Erneut zieht es mich zu diesem Haus hin. Beobachtend liege ich auf der Lauer. Neugierige Blicke von der Nachbarschaft sind nicht zu befürchten, die Distanz ist zu groß. Diesmal pirsche ich mich so nahe heran, dass ich fast überall hineinschauen kann.
Zweifellos ist sie hübsch, geradezu schön könnte man sagen. Sie sieht viel jünger aus, als sie in Wahrheit ist. Außerdem verfügt sie über eine sagenhaft erotische Ausstrahlung, die jeden normal veranlagten Mann schwach macht. Kein Wunder also, dass auch der junge Schnösel auf sie ›abfährt‹. Er scheint ein verwöhnter Bengel zu sein, der seinen alten Herrn die Kohlen scheffeln lässt.
Auch meine Frau versteht es blendend, alle für sich rennen zu lassen; sie ist in guter Gesellschaft mit dem Sohn, der keinen Finger krumm macht für den Unterhalt. Wahrscheinlich studiert er gelegentlich, wenn der Alte motzt. Das ist ja jetzt modern, dass die Jungen bis dreißig die Schulbank drücken.
Ich bin so vertieft beim Spionieren, dass ich erschreckt zusammenzucke und einen Laut von mir gebe, als mir eine Katze um die Beine streicht. Der junge Mann dreht den Kopf, schaut mich direkt an. Das glaube ich wenigstens und bin ganz starr vor Angst. Das fehlte mir noch, wenn ich erwischt würde!
Er hat mich nicht gesehen!
Erleichtert atme ich ganz sachte aus. Für heute räume ich das Feld. Meine Nerven sind genug strapaziert, es hat keinen Wert, die Sache auf die Spitze zu treiben.
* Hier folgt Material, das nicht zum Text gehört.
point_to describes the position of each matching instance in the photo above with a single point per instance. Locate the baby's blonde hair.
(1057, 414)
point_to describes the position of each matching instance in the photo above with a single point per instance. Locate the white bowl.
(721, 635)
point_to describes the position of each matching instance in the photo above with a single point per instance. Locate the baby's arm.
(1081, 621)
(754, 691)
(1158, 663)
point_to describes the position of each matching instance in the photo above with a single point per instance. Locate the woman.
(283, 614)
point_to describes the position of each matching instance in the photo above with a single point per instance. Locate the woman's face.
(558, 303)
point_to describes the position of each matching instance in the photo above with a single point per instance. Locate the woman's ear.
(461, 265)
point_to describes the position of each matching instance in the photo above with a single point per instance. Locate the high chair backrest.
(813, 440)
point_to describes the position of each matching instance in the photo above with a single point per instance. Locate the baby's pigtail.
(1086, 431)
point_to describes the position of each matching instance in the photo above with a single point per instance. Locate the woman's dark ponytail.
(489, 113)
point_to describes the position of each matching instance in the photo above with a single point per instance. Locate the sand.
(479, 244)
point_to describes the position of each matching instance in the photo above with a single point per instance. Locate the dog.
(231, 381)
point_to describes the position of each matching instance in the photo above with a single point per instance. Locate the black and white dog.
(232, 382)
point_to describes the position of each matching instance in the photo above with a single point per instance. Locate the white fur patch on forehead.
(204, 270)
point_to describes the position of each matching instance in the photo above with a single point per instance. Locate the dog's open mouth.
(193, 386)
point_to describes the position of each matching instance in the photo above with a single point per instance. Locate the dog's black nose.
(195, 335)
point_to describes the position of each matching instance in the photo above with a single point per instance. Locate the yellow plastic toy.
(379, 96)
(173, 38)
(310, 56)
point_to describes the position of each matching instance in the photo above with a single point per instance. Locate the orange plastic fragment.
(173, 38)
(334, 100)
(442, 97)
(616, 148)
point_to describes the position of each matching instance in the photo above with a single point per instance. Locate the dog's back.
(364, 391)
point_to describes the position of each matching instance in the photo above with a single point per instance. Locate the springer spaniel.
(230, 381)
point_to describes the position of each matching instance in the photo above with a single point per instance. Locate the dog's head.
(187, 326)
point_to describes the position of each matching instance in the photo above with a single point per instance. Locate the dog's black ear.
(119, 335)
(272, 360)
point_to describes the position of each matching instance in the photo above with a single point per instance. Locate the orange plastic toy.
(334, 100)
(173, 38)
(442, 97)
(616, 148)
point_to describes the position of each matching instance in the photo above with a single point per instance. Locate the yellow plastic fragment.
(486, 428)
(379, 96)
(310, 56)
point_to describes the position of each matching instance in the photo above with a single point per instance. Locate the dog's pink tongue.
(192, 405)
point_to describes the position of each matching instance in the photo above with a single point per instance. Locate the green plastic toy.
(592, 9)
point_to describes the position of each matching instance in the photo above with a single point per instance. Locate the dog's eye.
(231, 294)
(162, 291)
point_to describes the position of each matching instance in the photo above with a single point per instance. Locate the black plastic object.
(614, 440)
Außerdem komme ich mir schäbig vor.
Ich bin ein Voyeur!
Wie konnte ich nur so tief sinken. Mein Selbstwertgefühl ist auf dem Nullpunkt. Was bringt es mir eigentlich, meine Frau mit diesem jungen Potenzbrocken in wilder Umarmung zu sehen? Es tut weh, wühlt mich auf, schürt den Hass, den ich für sie empfinde. Die infamen Lügen, die sie mir auftischte, habe ich inzwischen durchschaut. Im Vergleich verläuft die sexuelle Betätigung mit dem alten Geldsack routiniert, ohne besondere Schnörkel. Fantasielos möchte ich nicht sagen; sie ist raffiniert, weiß genau, wie er es braucht. Das hat sie bei mir auch gewusst, und ich war ihr hörig.
Die Bedeutung des Wortes Vernunft existierte nicht mehr.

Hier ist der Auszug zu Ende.